JOHN SHEGERIAN: We’re down to the last three minutes unfortunately, Todd, but I do want to mention for our listeners out there that don’t remember the genesis of the Hershey Company, it was founded by a great man named Milton Hershey and back at the early part of the century, 1918 or so, he committed his fortune to education and here we are in 2014 and education is still the future of America. That’s how ahead of his time she was. Can you share a little bit in the last two minutes or so all the great work that you’ve built upon and the great people at the company have built upon in terms of Milton Hershey’s legacy to education?
TODD CAMP: Absolutely and you’re exactly right on those dates. In 1918, he gave away $60 million, which is giving away a lot of money today obviously and that was about 30 years before he passed away so it was kind of unique in that regard but basically that was set aside solely to fund a school for underserved children. Today that’s one of the largest K through twelve schools, with about 2,000 kids coming from severe poverty or severe social risk and they’re also our largest shareholders so we have a pretty unique connection with one of the largest schools for underserved kids in the world. That’s not all.
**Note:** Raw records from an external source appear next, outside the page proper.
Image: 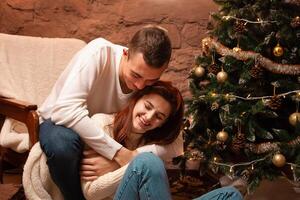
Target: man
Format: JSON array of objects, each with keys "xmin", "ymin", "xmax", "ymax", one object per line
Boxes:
[{"xmin": 39, "ymin": 26, "xmax": 171, "ymax": 200}]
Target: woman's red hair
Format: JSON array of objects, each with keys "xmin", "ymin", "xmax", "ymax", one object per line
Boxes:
[{"xmin": 113, "ymin": 81, "xmax": 184, "ymax": 145}]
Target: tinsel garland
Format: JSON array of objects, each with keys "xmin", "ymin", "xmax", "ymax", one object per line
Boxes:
[
  {"xmin": 202, "ymin": 37, "xmax": 300, "ymax": 75},
  {"xmin": 246, "ymin": 136, "xmax": 300, "ymax": 154},
  {"xmin": 284, "ymin": 0, "xmax": 300, "ymax": 6}
]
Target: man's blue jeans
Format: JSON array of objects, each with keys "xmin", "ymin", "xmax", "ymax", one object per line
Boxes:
[
  {"xmin": 39, "ymin": 120, "xmax": 84, "ymax": 200},
  {"xmin": 114, "ymin": 153, "xmax": 243, "ymax": 200}
]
We’ve extended that commitment to really focus on education globally so wherever we have operations or groups of employees, we seek out partners and programs that support, particularly, underserved kids and the vehicle with which we do that is usually through education so that is something that again our employees understand this unique connection we have with education and they’re very excited to be involved with it in their local communities and we’ve literally donated millions of dollars every year to support educational programs for kids because we feel so strongly about that. It is our future, like you mentioned, and it’s been part of our very legacy and DNA at the company and it’s something we will extend for many, many years.
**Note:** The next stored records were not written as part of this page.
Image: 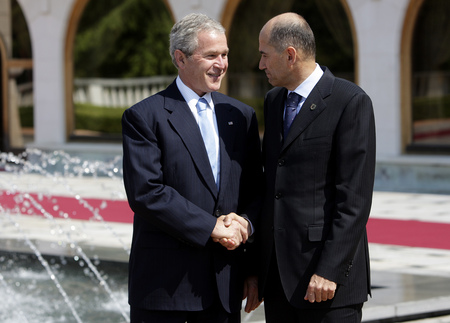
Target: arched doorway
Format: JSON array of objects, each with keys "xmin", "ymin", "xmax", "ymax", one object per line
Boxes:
[
  {"xmin": 65, "ymin": 0, "xmax": 176, "ymax": 142},
  {"xmin": 401, "ymin": 0, "xmax": 450, "ymax": 154}
]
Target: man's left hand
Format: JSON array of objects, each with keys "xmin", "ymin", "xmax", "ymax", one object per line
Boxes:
[{"xmin": 305, "ymin": 274, "xmax": 337, "ymax": 303}]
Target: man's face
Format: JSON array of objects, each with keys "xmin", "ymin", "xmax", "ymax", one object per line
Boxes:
[
  {"xmin": 179, "ymin": 31, "xmax": 228, "ymax": 96},
  {"xmin": 259, "ymin": 29, "xmax": 289, "ymax": 86}
]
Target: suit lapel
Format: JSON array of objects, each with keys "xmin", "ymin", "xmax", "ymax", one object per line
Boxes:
[
  {"xmin": 282, "ymin": 69, "xmax": 334, "ymax": 150},
  {"xmin": 165, "ymin": 83, "xmax": 217, "ymax": 197}
]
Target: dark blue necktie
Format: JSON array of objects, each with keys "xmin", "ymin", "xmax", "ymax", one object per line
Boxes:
[{"xmin": 283, "ymin": 92, "xmax": 302, "ymax": 139}]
JOHN SHEGERIAN: That is just so great and Todd, thank you for coming on today. For our listeners out there, to learn more about all the wonderful and important things that the Hershey Company is doing, please go to www.thehersheycompany.com. Click on to any of the buttons I was talking about, good business, and enjoy their CSR report and enjoy their products and know when you’re enjoying them how much goodness they do for the whole world. Thank you Todd, for sharing all the sustainability goodness at the Hershey Company today. You are truly living proof that green is good.